Don't
be concerned if you see the same DLL appear more than once in the list.
ModuleList treats each instance of a DLL with a different load address
as a separate instance. I intentionally kept the DLL names in
alphabetical order to make it easier to notice when this occurs.
When
I set out to write ModuleList, I had a seemingly simple goal: the
program should run on as many versions of Windows NT and Windows 9x
as possible. This would have been much easier if ModuleList didn't need
to run on Windows NT 4.0. However, as I write this column, Windows NT
4.0 is still in widespread use as a development platform.
In
an ideal world, I could just use the ToolHelp32 APIs, which provide all
the capabilities I need. Alas, ToolHelp32 doesn't exist on Windows NT
prior to version 5.0. This presents two problems. First, I can't
directly call any ToolHelp32 APIs. Second, a means of getting the
equivalent information for Windows NT 4.0 is needed. Luckily, PSAPI.DLL
(which I wrote about in my August 1996 column) comes to the rescue.
By
using a combination of ToolHelp32 and PSAPI.DLL APIs, I can access all
the information I need to build the DLL list. Unfortunately, I can't
just call the appropriate APIs directly based upon the operating system
ModuleList is running on. By calling the APIs directly, I'd create an
implicit reference to those APIs in the ModuleList executable.
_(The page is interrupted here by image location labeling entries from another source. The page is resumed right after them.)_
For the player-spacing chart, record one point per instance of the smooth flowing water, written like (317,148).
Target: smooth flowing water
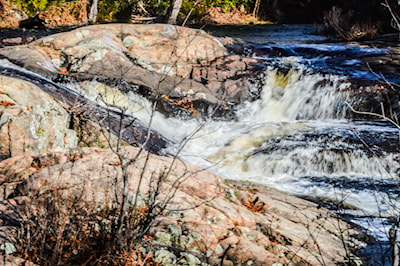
(298,137)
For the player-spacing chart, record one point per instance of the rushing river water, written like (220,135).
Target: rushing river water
(298,137)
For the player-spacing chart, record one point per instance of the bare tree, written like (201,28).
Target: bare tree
(93,11)
(173,11)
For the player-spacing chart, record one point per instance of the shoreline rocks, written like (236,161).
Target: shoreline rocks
(207,218)
(170,61)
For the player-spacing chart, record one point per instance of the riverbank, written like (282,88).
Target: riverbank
(206,220)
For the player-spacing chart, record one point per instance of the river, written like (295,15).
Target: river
(301,135)
(297,137)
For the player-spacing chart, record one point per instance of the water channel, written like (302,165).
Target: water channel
(299,137)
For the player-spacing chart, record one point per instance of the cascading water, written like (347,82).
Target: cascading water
(296,137)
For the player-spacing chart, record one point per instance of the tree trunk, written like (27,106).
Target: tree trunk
(256,8)
(93,12)
(173,10)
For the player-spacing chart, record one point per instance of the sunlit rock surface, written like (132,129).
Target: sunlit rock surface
(167,60)
(31,121)
(206,217)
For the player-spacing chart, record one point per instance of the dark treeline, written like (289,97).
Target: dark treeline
(312,11)
(350,19)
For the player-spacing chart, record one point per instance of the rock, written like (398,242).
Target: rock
(178,62)
(31,122)
(206,218)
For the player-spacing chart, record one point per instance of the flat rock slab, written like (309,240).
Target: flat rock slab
(174,61)
(206,217)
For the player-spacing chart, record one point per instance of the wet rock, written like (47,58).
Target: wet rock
(31,121)
(181,63)
(206,220)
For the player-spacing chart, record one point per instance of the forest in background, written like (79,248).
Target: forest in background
(350,19)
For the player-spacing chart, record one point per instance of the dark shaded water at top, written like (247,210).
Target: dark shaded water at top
(300,136)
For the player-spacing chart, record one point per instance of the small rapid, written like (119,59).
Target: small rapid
(310,133)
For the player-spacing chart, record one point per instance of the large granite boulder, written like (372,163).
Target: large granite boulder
(31,121)
(169,61)
(212,221)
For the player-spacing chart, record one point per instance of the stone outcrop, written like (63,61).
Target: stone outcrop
(176,62)
(31,121)
(208,220)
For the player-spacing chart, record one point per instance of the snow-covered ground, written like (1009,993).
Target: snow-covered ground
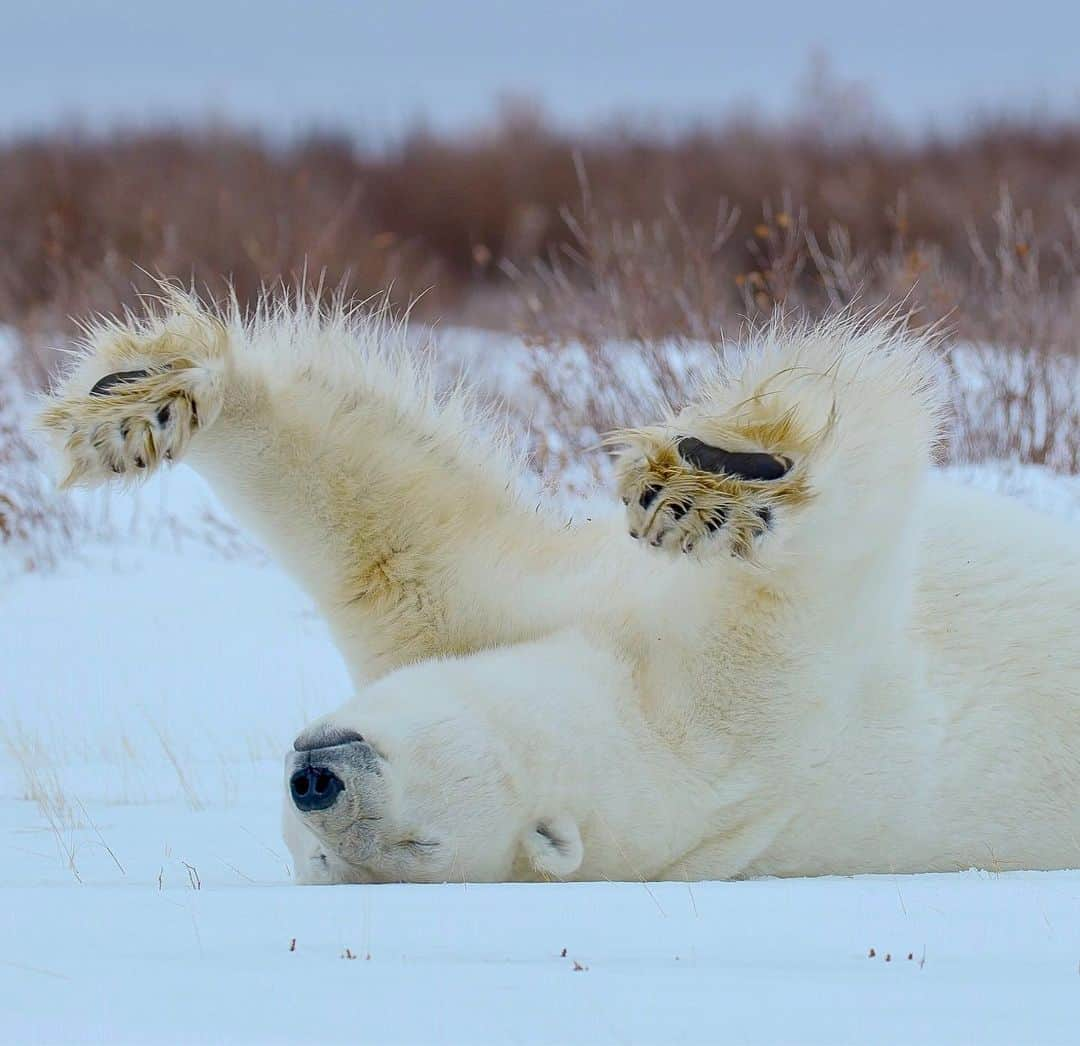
(149,684)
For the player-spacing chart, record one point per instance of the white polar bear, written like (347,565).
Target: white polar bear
(817,659)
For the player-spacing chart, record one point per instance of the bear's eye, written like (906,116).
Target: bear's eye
(419,845)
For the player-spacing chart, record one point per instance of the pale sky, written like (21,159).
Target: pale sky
(286,65)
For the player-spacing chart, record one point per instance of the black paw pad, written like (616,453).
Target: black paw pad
(744,465)
(109,382)
(648,496)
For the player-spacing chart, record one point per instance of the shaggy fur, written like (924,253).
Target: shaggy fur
(848,668)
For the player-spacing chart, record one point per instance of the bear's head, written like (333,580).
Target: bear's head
(442,771)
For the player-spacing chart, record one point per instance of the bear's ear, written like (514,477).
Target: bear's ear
(554,846)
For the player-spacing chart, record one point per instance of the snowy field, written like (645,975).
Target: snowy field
(150,683)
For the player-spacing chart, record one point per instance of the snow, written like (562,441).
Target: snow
(150,682)
(374,67)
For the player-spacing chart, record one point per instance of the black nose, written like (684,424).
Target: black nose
(314,788)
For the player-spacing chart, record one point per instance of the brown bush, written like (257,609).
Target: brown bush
(626,243)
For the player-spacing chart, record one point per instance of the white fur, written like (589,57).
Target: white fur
(887,680)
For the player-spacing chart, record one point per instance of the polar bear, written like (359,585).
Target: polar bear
(796,652)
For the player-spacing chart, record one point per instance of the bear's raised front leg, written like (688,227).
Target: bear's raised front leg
(813,454)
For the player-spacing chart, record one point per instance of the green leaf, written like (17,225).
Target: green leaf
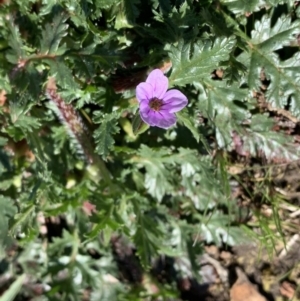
(216,229)
(104,134)
(13,290)
(225,106)
(131,10)
(188,121)
(145,239)
(53,34)
(8,210)
(242,6)
(62,73)
(192,62)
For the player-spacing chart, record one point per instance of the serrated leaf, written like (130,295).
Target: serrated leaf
(104,134)
(145,239)
(62,73)
(16,43)
(225,106)
(53,34)
(217,230)
(243,6)
(188,121)
(192,62)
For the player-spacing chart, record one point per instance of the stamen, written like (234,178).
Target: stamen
(155,104)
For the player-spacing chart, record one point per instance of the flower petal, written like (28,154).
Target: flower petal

Since the
ToolHelp32 APIs aren't in Windows NT 4.0, and since PSAPI.DLL won't
load on Windows 9x, I'd create a program that wouldn't run on any operating system.
The
way to overcome this problem is to bite the bullet and go through the
drudgery of using GetProcAddress to obtain function pointers to the
appropriate APIs, based upon the underlying operating system. In Windows
NT 5.0, there's a new feature called Delay Load import descriptors that
sounds like it could solve this problem. That is, the operating system
lets you put off loading a DLL and hooking up to its APIs until you
actually call the API. However, since this feature doesn't exist in
Windows 9x and prior versions of Windows NT, it doesn't do you much good now.
The ModuleList Code
The central point for the ModuleList code is ModuleList.CPP (see Figure 2).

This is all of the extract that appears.